Few professional bettors work on their own. There are many benefits to working in a team, and the sum of the individual components within a syndicate are greater than the individual parts. One of the best advantages of working within a team is that it is easier to navigate through losing runs. When working on your own you will find periods where you start to lose the drive and enthusiasm to continue on the same path. When working in a team it is much easier – there is always one guy (or girl) who will wake up with a “let’s go again!” mentality when you have considered putting the brakes on.

Replaceable bankrolls

We want to bet high enough when betting under a strategy to maximise our returns. However betting higher amounts increases our risk of ruin if (or when) we encounter a losing run.
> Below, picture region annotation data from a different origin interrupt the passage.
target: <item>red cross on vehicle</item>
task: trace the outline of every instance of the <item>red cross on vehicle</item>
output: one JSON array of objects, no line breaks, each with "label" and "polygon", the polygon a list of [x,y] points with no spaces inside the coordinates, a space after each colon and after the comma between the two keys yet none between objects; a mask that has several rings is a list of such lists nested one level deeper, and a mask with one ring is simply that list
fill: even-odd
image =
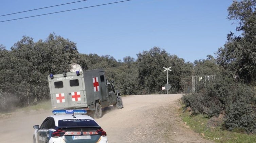
[{"label": "red cross on vehicle", "polygon": [[94,88],[94,92],[99,91],[99,82],[98,81],[98,77],[93,78],[92,78],[92,81],[93,82],[93,88]]},{"label": "red cross on vehicle", "polygon": [[81,101],[81,96],[80,96],[80,92],[78,91],[71,92],[71,95],[72,95],[72,101]]},{"label": "red cross on vehicle", "polygon": [[57,101],[57,103],[65,102],[65,96],[64,93],[56,94],[56,99]]}]

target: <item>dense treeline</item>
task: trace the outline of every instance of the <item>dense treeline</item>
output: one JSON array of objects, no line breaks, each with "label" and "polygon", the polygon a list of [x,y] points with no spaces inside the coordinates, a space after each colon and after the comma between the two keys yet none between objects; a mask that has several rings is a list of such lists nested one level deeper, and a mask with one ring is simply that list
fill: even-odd
[{"label": "dense treeline", "polygon": [[125,95],[165,93],[163,67],[171,66],[170,93],[191,93],[192,76],[216,76],[183,97],[192,115],[209,118],[223,114],[223,128],[255,133],[256,7],[255,0],[234,1],[228,18],[238,21],[237,30],[241,35],[231,32],[216,58],[208,55],[194,63],[157,47],[138,53],[136,59],[125,57],[123,61],[110,55],[79,54],[75,43],[54,33],[36,42],[24,36],[10,50],[0,45],[0,111],[49,99],[48,76],[69,71],[71,63],[84,70],[104,69],[109,80],[114,81]]},{"label": "dense treeline", "polygon": [[123,62],[109,55],[78,53],[76,44],[54,33],[45,41],[35,42],[24,36],[7,50],[0,49],[0,109],[10,110],[50,98],[48,76],[69,72],[72,63],[84,70],[103,68],[110,81],[114,81],[123,94],[164,93],[166,83],[163,67],[172,66],[168,78],[170,93],[181,93],[182,79],[191,75],[192,64],[163,49],[153,47],[127,56]]},{"label": "dense treeline", "polygon": [[235,36],[231,32],[224,47],[216,53],[214,60],[219,69],[215,82],[201,85],[195,94],[184,96],[182,99],[194,115],[203,114],[211,117],[223,114],[221,125],[223,129],[254,133],[256,132],[256,98],[253,88],[256,82],[256,1],[234,1],[227,10],[228,19],[238,22],[236,30],[241,35]]}]

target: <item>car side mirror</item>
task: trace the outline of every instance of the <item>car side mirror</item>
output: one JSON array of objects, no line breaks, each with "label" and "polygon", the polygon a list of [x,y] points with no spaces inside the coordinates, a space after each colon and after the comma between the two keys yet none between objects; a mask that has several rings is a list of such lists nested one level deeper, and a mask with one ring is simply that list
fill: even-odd
[{"label": "car side mirror", "polygon": [[33,128],[34,129],[37,130],[39,129],[39,125],[36,125],[33,126]]}]

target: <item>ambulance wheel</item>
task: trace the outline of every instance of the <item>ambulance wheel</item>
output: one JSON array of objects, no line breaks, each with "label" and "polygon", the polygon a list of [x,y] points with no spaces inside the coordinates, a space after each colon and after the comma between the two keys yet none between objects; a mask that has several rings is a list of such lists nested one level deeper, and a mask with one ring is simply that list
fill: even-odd
[{"label": "ambulance wheel", "polygon": [[101,106],[98,103],[96,103],[95,106],[95,112],[94,117],[97,118],[100,118],[102,117],[102,110]]},{"label": "ambulance wheel", "polygon": [[123,101],[122,98],[120,96],[118,96],[117,99],[116,100],[116,104],[114,105],[114,107],[115,106],[118,109],[120,109],[123,108]]}]

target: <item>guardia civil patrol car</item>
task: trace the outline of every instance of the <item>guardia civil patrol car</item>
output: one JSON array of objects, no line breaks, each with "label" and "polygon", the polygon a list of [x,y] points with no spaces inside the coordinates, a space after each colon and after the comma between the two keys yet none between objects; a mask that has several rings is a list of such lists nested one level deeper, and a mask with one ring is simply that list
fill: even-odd
[{"label": "guardia civil patrol car", "polygon": [[33,143],[107,143],[107,134],[85,110],[55,110],[39,127]]}]

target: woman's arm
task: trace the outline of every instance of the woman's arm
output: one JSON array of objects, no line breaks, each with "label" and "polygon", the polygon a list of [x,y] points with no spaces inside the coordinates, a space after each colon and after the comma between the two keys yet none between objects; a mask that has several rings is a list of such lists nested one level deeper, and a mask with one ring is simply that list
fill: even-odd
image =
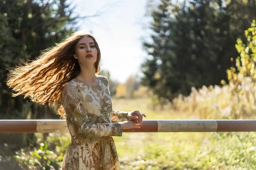
[{"label": "woman's arm", "polygon": [[118,123],[93,123],[90,113],[84,110],[81,100],[76,88],[67,83],[61,95],[63,107],[66,113],[67,124],[72,125],[79,133],[88,138],[107,136],[122,136],[121,125]]}]

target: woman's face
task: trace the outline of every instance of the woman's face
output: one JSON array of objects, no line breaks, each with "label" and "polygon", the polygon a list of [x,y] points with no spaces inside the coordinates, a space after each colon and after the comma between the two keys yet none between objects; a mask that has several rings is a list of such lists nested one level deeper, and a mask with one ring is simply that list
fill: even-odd
[{"label": "woman's face", "polygon": [[87,37],[81,38],[76,46],[74,58],[77,59],[80,65],[93,65],[97,61],[98,51],[93,39]]}]

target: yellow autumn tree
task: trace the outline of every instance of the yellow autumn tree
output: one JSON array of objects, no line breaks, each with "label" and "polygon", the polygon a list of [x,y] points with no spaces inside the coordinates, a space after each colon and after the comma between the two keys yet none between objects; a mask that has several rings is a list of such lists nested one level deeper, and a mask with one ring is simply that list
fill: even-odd
[{"label": "yellow autumn tree", "polygon": [[116,88],[116,97],[117,98],[125,98],[126,96],[126,88],[123,84],[119,83]]}]

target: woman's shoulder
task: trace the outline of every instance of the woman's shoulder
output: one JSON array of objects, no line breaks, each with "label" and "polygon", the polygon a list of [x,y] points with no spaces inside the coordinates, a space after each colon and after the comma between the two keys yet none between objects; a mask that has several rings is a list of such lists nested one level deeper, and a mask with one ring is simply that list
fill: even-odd
[{"label": "woman's shoulder", "polygon": [[64,85],[62,92],[65,91],[76,91],[76,86],[73,80],[68,82]]},{"label": "woman's shoulder", "polygon": [[96,76],[98,77],[99,80],[102,81],[105,85],[107,85],[108,84],[108,80],[105,76],[101,75],[96,75]]}]

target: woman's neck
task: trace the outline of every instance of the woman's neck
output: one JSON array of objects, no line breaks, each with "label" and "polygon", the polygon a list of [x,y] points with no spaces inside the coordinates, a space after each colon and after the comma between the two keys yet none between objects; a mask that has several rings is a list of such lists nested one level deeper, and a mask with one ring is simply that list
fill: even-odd
[{"label": "woman's neck", "polygon": [[81,72],[77,76],[77,78],[85,82],[95,82],[96,81],[95,77],[95,67],[81,67]]}]

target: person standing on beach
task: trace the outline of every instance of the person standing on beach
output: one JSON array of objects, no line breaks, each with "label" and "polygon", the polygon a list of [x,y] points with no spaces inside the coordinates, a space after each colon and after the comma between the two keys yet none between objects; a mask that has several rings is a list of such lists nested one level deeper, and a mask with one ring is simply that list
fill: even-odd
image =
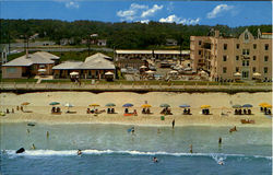
[{"label": "person standing on beach", "polygon": [[49,138],[49,131],[47,131],[47,139]]},{"label": "person standing on beach", "polygon": [[174,129],[175,125],[176,125],[176,120],[175,119],[173,120],[171,125],[173,125],[173,129]]},{"label": "person standing on beach", "polygon": [[192,151],[192,144],[190,144],[190,153],[192,153],[193,151]]}]

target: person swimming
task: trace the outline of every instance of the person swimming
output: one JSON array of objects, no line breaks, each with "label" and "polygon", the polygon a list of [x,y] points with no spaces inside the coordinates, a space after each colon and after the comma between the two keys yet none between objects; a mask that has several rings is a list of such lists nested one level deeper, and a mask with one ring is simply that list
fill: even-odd
[{"label": "person swimming", "polygon": [[34,143],[33,143],[33,145],[32,145],[32,149],[33,149],[33,150],[35,150],[35,149],[36,149],[36,147],[34,145]]},{"label": "person swimming", "polygon": [[76,154],[82,155],[82,150],[78,150]]},{"label": "person swimming", "polygon": [[157,162],[158,162],[158,160],[157,160],[156,156],[153,158],[153,161],[154,161],[154,163],[157,163]]}]

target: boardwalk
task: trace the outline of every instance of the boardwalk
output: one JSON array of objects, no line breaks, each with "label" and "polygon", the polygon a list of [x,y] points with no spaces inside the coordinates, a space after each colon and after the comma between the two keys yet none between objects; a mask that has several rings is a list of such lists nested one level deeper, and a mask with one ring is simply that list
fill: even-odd
[{"label": "boardwalk", "polygon": [[271,85],[134,85],[75,83],[1,83],[1,91],[157,91],[157,92],[271,92]]}]

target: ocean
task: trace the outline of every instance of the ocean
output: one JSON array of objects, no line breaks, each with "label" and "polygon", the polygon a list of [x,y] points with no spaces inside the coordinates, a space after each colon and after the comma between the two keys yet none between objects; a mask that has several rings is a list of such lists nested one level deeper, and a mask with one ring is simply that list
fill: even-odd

The solution to this is replaceable bankrolls. If we are betting a strategy with our entire bankroll in one pot it is likely that we are fearful that our bankroll may get busted when we hit a losing run. A good alternative is to split our bankroll into pots, and to ensure that there are reserve pots in the event that a bankroll gets busted. I may have a bankroll of £10,000. I will put £1,000 towards horse racing, £1,000 towards golf and £1,000 towards football coupons. Under each £1,000 bankroll i will bet high enough that the chance of bust is around 10-20%. This allows me to bet with confidence as busting the bankroll is not the end of the world. I can reload and change strategy if necessary.

Move with the times

When I look back over the last ten years I can see fundamental shifts in the edges that have been profitable.  One profitable edge is modelling same game goals, corners and cards bets (e.g. #YourOdds). Up to the beginning of 2020 these had proved highly profitable. However in March 2020 we went into lockdown, and football games ground to a halt. When they restarted they were behind closed doors and there was a fundamental shift in the number of cards, goals and corners that were recorded in each game. Without crowds the action stats plummeted to 5 and 10 year lows across the major European leagues. Without action it is difficult to beat the same game multiples which are primarily structured as “overs”. A huge losing run proceeded to run out. Perhaps we could have mitigated this by moving with the times and acknowledging that certain circumstances are not conductive to “overs” betting – such as extraordinary circumstances like a once in a lifetime pandemic.